The blackest thing in Belfast was the beer.
The people are colorful. The buildings are colorful. Hell, even the sides of the curbs are colorful… just so you don’t ever end up on the wrong side of town.
And yet, according to many, that’s exactly where I did end up… after a long ride in, ironically, a black taxi.
I arrived, an American boy trying to prove to himself that he could practice what he preached, and set off on a journey to a part of town that I’d only read about.
The minute I sat down in that cab, I felt prejudice.
“What’s your name?” the old man asked. “Stephen,” I told him.
He may have raised his eyebrows, he may not have, but in retrospect it sure felt like he did.
“The Falls Road.”
“Oh, you don’t want to go there,” he said into the rearview mirror.
“I don’t?” I asked. (For I knew what was coming next.)
“You know what kinds of people they have out there?”
“I do,” I said with what I now remember as a laugh. “And that’s why I want to go there.”
The Falls is West Belfast. It’s IRA country. It’s where the Troubles were lived, not just sung about.
The taxi stopped at a pub. I paid the driver and walked inside from what, if it wasn’t an outwardly cold evening, certainly felt like one.
I sat down, ordered a pint, and suddenly I was home.
One black beer.

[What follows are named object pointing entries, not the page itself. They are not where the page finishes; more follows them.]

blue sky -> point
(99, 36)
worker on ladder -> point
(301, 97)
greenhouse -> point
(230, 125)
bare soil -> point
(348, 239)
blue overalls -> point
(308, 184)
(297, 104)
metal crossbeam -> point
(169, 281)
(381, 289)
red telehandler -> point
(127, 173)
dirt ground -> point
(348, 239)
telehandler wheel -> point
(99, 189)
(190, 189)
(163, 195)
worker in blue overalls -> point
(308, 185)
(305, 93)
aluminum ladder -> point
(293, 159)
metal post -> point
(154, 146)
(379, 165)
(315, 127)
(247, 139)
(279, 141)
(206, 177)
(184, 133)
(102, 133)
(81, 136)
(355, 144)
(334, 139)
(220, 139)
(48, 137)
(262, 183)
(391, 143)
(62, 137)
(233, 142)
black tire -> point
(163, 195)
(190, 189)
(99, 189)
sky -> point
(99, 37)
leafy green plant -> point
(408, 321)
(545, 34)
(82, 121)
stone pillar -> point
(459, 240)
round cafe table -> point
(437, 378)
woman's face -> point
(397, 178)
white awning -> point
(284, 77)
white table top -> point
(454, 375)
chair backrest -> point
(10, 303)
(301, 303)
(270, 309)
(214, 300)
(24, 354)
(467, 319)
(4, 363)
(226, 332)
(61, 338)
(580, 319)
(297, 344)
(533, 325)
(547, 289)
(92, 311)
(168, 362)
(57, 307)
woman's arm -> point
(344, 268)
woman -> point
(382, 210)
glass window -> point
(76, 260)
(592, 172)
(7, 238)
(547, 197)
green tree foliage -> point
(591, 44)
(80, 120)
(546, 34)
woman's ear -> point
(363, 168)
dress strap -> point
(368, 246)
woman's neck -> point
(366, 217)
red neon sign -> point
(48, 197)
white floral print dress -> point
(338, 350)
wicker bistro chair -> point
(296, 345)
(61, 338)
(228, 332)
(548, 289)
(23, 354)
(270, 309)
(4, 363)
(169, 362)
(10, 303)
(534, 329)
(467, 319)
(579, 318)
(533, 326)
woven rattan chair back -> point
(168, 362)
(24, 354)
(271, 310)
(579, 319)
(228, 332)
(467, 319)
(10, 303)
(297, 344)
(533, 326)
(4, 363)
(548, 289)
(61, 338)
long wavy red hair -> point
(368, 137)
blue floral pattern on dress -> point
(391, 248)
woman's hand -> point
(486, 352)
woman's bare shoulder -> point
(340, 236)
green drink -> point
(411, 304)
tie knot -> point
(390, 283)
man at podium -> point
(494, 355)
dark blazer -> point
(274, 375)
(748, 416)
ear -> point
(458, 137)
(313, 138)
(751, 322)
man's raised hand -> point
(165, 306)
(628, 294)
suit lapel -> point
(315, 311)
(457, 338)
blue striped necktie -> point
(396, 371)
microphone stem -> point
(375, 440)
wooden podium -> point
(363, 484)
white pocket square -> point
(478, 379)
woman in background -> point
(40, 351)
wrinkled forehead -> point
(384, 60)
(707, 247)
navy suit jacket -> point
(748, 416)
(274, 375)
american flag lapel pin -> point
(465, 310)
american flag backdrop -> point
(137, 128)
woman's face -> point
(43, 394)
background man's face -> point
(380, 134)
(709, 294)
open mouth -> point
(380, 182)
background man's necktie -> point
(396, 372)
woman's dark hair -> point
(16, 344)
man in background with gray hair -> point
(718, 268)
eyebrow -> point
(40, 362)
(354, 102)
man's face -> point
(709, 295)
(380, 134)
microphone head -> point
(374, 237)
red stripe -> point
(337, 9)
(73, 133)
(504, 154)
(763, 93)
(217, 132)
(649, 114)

Lots of colorful people.
“What’s your name?” “Stephen.”
The man next to me asked how I’d found my way there, and I told him… I may have mentioned something about the taxi ride as well.
He laughed. “Of course the driver asked your name. He wanted to know if you were Catholic.”

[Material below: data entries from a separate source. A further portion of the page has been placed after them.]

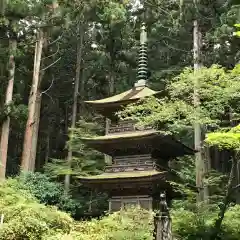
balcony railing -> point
(129, 168)
(125, 126)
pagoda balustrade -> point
(131, 163)
(125, 126)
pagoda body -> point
(139, 170)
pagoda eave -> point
(165, 145)
(124, 98)
(109, 179)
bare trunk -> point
(227, 199)
(75, 102)
(26, 163)
(36, 129)
(8, 100)
(47, 147)
(198, 134)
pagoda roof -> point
(135, 93)
(133, 175)
(166, 146)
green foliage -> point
(225, 139)
(132, 224)
(85, 161)
(237, 33)
(45, 190)
(218, 91)
(197, 224)
(25, 218)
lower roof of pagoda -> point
(140, 142)
(119, 177)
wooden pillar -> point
(162, 221)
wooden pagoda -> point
(139, 170)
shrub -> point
(133, 224)
(25, 218)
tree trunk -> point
(198, 134)
(26, 163)
(36, 129)
(227, 199)
(75, 101)
(8, 100)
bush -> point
(45, 190)
(25, 218)
(133, 224)
(197, 224)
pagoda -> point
(139, 170)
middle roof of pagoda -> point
(165, 146)
(128, 96)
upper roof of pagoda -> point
(131, 95)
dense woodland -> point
(55, 54)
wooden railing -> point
(125, 126)
(131, 163)
(129, 168)
(133, 159)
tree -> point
(229, 140)
(34, 103)
(12, 13)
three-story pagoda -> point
(140, 157)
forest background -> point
(56, 54)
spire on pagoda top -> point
(140, 90)
(142, 73)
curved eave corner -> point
(122, 176)
(130, 95)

I looked back incredulously (though this was precisely what I’d somehow suspected).
He smiled and looked directly at me, “Welcome to Belfast. Here you’re Black.”
The sentiment was shocking. I didn’t know why being a Catholic in Belfast made me Black. (Frankly I didn’t even know what it meant to be black… cause there certainly weren’t a lot of them in my posh corner of Colorado either.)
What I knew of Belfast, and what I’ve learned in the years since, is the connection that place feels to the American Civil Rights movement.
They have their poets, they have their heroes… All were Catholic. Some were saints.
They have Bobby, they have others too, but then Black heroes come in all kinds as well.
West Belfast has its Martins, and they certainly have a few Malcolms.
And yet what I remember most about Belfast was the fact that I’ve never ever felt so safe.
I was aware of the prejudice. It existed there, even towards an American.
But I also became aware of what community was. Because, in a sense, I’m not sure if anyone fully realizes community unless they have to.
In that moment when I was most Other, I knew very much with whom I needed to be.
In the years which preceded and in those which followed as well, I’ve often practiced civil rights from the periphery.
I read while others discuss, I write while others march.
If this is somehow being less committed, my drinking mate that night would disagree.
Sitting there on the Falls, I wanted to do something. I wanted to earn my place.
I’ll never, ever forget that glare.
“If you pick up a rock, you insult us,” he began while leaving no space for my interruption. “We throw those rocks because we have no voice. You and your Bill of Rights, you have the voice we’ve never known. You want to help? Go home and tell our tales. Write the story you and only you are allowed to.”
Somewhere in his lesson I felt a responsibility.
There’s a debt one feels when they’re accepted into a community.
It’s a debt that I’m grateful to pay to this day.